Zero Hedge on the fraud and political payoffs from Fannie, Freddie, and the other GSEs.
Second, it becomes quite easy to construct a criminal case for literally millions of counts of accounting, securities, wire and mail fraud against the GSEs. To the extent executives at Fannie and Freddie signed off on financial statements disclosing the portion of their balance sheets that held “AAA” securities and these had been purposefully misidentified we should be exploring prosecution for violations under e.g., Sarbanes-Oxley. (Given, however, Rahm Emanuel’s involvement in Freddie and Fannie, we aren’t holding our breath).
Third, given the presence of blatant government price fixing in more than a third of the entire economy, the United States hasn’t been anything like a “free market” since before 2003.
It probably will not shock you (since you are reading Zero Hedge) to find what may be the largest example of securities fraud ever directly connected to elected officials of the United States and their cronies.
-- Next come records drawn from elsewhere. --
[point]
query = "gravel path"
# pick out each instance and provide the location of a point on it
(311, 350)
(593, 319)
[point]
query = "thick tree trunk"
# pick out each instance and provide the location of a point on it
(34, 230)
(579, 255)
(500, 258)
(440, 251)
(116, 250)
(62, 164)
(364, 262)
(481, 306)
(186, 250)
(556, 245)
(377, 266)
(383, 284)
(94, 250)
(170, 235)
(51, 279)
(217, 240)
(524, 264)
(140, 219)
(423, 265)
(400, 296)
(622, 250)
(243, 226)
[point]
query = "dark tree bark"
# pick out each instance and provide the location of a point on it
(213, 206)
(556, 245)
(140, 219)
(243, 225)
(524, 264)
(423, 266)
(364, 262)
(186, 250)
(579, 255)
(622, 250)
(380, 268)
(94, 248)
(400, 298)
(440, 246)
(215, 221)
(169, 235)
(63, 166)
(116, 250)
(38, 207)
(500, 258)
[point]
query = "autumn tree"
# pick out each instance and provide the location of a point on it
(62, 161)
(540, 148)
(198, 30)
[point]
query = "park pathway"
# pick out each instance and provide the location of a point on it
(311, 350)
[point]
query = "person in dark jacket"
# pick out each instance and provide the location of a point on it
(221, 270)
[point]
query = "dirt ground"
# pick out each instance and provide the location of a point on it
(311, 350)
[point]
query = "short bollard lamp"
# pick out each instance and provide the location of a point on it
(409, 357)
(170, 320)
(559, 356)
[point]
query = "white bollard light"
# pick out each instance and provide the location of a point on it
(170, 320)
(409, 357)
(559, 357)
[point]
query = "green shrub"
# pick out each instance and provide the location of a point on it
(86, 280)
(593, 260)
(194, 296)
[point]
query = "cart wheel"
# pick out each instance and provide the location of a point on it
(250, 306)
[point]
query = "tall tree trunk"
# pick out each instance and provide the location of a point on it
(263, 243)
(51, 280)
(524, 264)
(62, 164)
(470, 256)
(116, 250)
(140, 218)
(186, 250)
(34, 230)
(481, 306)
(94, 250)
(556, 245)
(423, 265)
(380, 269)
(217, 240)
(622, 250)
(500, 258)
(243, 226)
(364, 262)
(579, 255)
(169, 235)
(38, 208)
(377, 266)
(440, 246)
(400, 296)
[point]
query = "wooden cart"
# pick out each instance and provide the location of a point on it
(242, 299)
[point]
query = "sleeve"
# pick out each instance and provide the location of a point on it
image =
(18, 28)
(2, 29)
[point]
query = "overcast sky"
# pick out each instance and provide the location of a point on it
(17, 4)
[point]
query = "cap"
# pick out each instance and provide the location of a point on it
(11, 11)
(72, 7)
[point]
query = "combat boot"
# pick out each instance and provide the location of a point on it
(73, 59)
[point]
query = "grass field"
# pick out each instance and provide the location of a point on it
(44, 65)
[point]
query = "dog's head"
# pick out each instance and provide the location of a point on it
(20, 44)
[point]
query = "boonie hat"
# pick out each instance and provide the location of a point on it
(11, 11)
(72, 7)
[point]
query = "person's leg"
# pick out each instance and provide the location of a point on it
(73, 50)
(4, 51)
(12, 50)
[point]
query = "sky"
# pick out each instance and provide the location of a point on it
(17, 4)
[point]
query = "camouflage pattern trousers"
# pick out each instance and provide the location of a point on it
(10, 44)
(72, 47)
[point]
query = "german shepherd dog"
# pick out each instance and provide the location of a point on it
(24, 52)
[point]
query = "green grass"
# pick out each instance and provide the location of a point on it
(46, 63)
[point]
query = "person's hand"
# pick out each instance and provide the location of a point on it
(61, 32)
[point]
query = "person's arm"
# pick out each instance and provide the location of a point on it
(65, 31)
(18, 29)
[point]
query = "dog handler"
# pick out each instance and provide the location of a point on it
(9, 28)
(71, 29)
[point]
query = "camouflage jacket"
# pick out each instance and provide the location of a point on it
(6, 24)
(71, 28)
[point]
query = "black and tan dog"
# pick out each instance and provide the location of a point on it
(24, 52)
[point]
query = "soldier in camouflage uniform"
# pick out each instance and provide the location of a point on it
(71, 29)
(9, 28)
The one thing that can and will stop the thieves is a populist uprising, people getting pissed off enough that they rise up and throw the bastards out of power, jail some of them, then change the system so it can’t happen again. Don’t tell it can’t be done because it’s happened over and over in history. We quite probably we are in the early stages of it happening again.
What other alternative is there?
The Economist says that what passes for American political rhetoric is “like ships passing in the night.” The two sides scream at each other and achieve little or nothing. Pummeling the opposition and scoring points for your side is deemed vastly more important than working to get real solutions – while fat cats and parasites loot the country, I might add.
Viewed from the two-party system – Republicans vs Democrats – things seem nearly impossible to change. But when viewed as populism vs. corporatism then real possibilities for change begin to appear.